Lily turned back to Gwen, suddenly all business. ‘I’d appreciate my money as soon as possible. If you don’t have it, then I’d happily take Iris’s notebooks instead. I’m sure I’ll be able to find that recipe, as you’re too busy to look.’

‘Recipe?’ Cam said.

‘Chutney,’ Lily and Gwen spoke at the same time.

‘Well, I won’t impose.’ Lily nodded to Cam. ‘Nice to meet you.’

After Lily had left, Gwen turned to Cam. ‘You said something about papers?’

He opened the file on the table. ‘Just formalities. You’ve got to agree to the covenants on the house, sign that the house contents match the list, things like that.’

‘What sort of covenants?’

‘Old regulations that were made when the land was originally developed. Let’s see.’ He flicked through the papers. ‘Okay. You’re not allowed to farm sheep.’
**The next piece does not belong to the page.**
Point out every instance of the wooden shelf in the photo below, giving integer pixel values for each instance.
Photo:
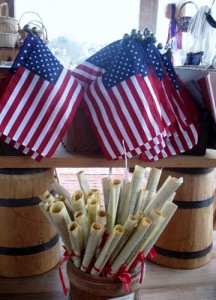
(63, 159)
‘Damn it!’ Gwen clicked her fingers.

Cam smiled and continued. ‘You can’t run a medical practice, barbershop or paint the gable end of the house a “gaudy colour”.’

‘It doesn’t say that!’ Gwen reached for the paper and her hand brushed his. A bolt of electricity shot up her arm and she felt the blushes coming on again. It was embarrassing.

‘Well, what do you know?’ she said, studying the paper. ‘I wouldn’t have thought “gaudy” was a technical term. Do you think blue counts? I’ve always liked blue.’